La distinción es importante porque demuestra que la historia del Imperio español no fue simplemente una historia de explotación, como en el caso de otros imperios coloniales europeos, sino una historia de integración y de creación de una entidad política más grande. De hecho, varios territorios americanos, como el Virreinato de Nueva España, Nueva Granada o el Virreinato del Perú, eran centros de poder y riqueza en el imperio, comparables en importancia a las grandes ciudades de la Península e incluso sobrepasándolas en algunos casos como la Ciudad de México.

Así como España es hoy un país independiente del Imperio Romano, los países que formaron parte del Imperio Español en América y Asia son ahora naciones soberanas. Pero esta independencia no requiere rechazar su historia o demonizar a España como una entidad externa y opresora (además que es anacrónico identificar la actual España con lo que fue el imperio). De la misma manera que los españoles no necesitamos hablar mal de Italia para afirmar nuestra identidad moderna, los países de América y Filipinas no necesitan crear una narrativa de “opresión española” para validar su independencia.
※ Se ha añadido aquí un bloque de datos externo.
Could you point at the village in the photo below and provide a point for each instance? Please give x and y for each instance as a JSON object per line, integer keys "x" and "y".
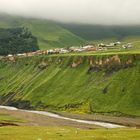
{"x": 87, "y": 48}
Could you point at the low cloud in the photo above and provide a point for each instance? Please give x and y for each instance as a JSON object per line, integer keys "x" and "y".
{"x": 80, "y": 11}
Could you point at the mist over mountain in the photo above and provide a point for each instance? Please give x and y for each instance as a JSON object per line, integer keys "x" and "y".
{"x": 110, "y": 12}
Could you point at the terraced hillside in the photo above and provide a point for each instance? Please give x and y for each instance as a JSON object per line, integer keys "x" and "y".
{"x": 77, "y": 83}
{"x": 49, "y": 34}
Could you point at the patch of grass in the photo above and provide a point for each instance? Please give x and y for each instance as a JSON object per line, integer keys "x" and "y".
{"x": 67, "y": 133}
{"x": 9, "y": 118}
{"x": 61, "y": 87}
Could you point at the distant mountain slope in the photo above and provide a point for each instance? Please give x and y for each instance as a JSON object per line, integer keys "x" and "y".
{"x": 17, "y": 40}
{"x": 49, "y": 34}
{"x": 89, "y": 84}
{"x": 101, "y": 32}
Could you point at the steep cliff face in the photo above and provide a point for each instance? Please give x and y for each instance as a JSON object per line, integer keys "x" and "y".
{"x": 105, "y": 83}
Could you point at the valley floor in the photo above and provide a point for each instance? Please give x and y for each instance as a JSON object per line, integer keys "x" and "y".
{"x": 18, "y": 125}
{"x": 66, "y": 133}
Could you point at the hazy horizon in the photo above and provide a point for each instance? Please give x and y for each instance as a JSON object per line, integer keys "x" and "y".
{"x": 103, "y": 12}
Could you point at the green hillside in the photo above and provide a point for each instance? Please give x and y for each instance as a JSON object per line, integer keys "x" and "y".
{"x": 103, "y": 32}
{"x": 17, "y": 40}
{"x": 89, "y": 84}
{"x": 49, "y": 34}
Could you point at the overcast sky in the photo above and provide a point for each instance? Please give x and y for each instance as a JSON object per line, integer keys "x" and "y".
{"x": 84, "y": 11}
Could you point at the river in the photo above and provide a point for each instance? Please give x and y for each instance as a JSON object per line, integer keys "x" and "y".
{"x": 49, "y": 114}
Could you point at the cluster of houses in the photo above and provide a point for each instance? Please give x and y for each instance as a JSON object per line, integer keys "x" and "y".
{"x": 73, "y": 49}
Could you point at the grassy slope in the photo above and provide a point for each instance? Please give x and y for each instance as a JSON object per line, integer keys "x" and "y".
{"x": 49, "y": 34}
{"x": 69, "y": 133}
{"x": 62, "y": 87}
{"x": 102, "y": 32}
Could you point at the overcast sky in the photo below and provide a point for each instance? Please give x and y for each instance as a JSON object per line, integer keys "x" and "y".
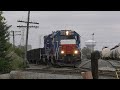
{"x": 104, "y": 24}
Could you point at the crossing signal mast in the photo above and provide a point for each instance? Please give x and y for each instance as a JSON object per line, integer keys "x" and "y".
{"x": 27, "y": 27}
{"x": 14, "y": 34}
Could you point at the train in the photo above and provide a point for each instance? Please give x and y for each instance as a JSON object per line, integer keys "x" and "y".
{"x": 113, "y": 53}
{"x": 61, "y": 47}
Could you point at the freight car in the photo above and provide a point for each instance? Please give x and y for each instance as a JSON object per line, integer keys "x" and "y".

La historia es compleja y las relaciones imperiales no se pueden reducir a simples ecuaciones de opresores y oprimidos. España y sus territorios americanos y asiáticos fueron una unidad política durante siglos, y esa historia compartida es algo que debería ser reconocido y comprendido, no reescrito bajo la luz de narrativas simplistas o anacrónicas. La historia compartida es un legado del que podemos aprender y del que deberíamos sentirnos orgullosos, no una herida abierta que necesita ser reinterpretada constantemente para ajustarse a las agendas políticas o culturales del presente.